Segundo informou a autarquia poveira, está em causa um alegado contrato-promessa firmado entre o CDP e a empresa PEC – Projetos, Consultoria e Investimento, com sede em Angola, para o desenvolvimento de um projeto residencial nos terrenos do clube, junto à costa.

O empreendimento acabou por não ter sequência, uma vez que o Plano Pormenor para essa zona, denominada E54, foi suspenso em 2018 pela autarquia, deixando de contemplar possibilidade de construção, levando a empresa a reclamar uma indemnização junto do Tribunal Administrativo e Fiscal do Porto .

“Esta empresa diz ser titular de um contrato, firmado em janeiro de 2018, com o Clube Desportivo da Póvoa, que lhe prometeu vender os seus terrenos para serem edificados. Peticiona agora a condenação do município no montante de 13 milhões de euros a título de indemnização por imposição de sacrifícios, explicou o presidente da Câmara da Póvoa de Varzim, Aires Pereira.

O autarca considera que o município “tem bons argumentos” para contrapor à exigência da empresa, mas mostrou “preocupação sobre a forma como fica a situação do CDP e como foi alienado o seu património”.

“O contrato não foi do conhecimento dos sócios do CDP, a quem foi dito que era confidencial. Perante esse desconhecimento, temo que o clube e os seus sócios já não sejam donos desse património”, acrescentou Aires Pereira.

O Plano Pormenor da Zona E54 contempla uma área de terrenos à beira-mar, onde estão edificados os equipamentos do Varzim Sport Clube, do Clube Desportivo da Póvoa, e também a Praça de Touros local, propriedade do município.

Feito em 2009, o Plano Pormenor contemplava a construção de um projeto imobiliário, residencial e comercial, nesses terrenos, e a deslocação dos equipamentos desportivos e de lazer existentes no local para o Parque da Cidade, caso os clubes assim o decidissem.

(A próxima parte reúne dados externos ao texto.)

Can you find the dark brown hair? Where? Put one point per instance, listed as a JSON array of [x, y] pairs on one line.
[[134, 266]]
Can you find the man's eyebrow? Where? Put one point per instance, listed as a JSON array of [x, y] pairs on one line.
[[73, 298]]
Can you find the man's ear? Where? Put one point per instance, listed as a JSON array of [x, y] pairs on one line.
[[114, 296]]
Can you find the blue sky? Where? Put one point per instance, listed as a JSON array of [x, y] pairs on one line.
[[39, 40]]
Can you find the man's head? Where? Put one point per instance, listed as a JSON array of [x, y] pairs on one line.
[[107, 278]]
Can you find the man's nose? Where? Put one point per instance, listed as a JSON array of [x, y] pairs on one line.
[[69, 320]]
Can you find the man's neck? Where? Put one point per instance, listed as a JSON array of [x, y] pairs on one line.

O Varzim, que inicialmente mostrou intenção nessa mudança e na construção de um novo estádio, acabou por desistir, levando a câmara poveira, em 2018, a considerar que seria necessário rever o processo e a suspender o Plano Pormenor.

O CDP, que perante a posição do Varzim também optou por manter as suas instalações desportivas no local atual, acordou, no entanto, com a empresa PEC, a construção de um edifício residencial, em parte dos seus terrenos.

Já em junho deste ano, o clube fez um aditamento ao contrato, cedendo à empresa angolana todos os direitos adquiridos no decurso do Plano Pormenor, incluindo uma eventual indemnização, que seria divida em partes iguais.

Entretanto, a Câmara submeteu um novo Plano Pormenor para a zona E54, que entrou agora num processo de discussão pública por 90 dias, que contempla reconversão da Praça de Touros num pavilhão multiusos, obras de requalificação no estádio do Varzim e a construção de zonas de estacionamentos e uma alameda.

A autarquia diz-se disponível para apoiar também o CDP na requalificação dos seus equipamentos desportivos, mas não contempla a construção de peças imobiliárias no local, com o presidente da autarquia a lembrar que “o direito de planeamento público se sobrepõe ao direito privado”.

“O Plano Pormenor é uma atividade que não depende de propriedade. Se houver gente que não queira participar, há instrumentos legais para que o Plano se cumpra. Sempre dissemos que não havendo uma mais-valia imobiliária para melhorar os equipamentos, o município assume o compromisso de apoiar”, disse Aires Pereira.

A agência Lusa tentou, sem sucesso, contactar o presidente do Clube Desportivo da Póvoa (CDP) para obter uma reação.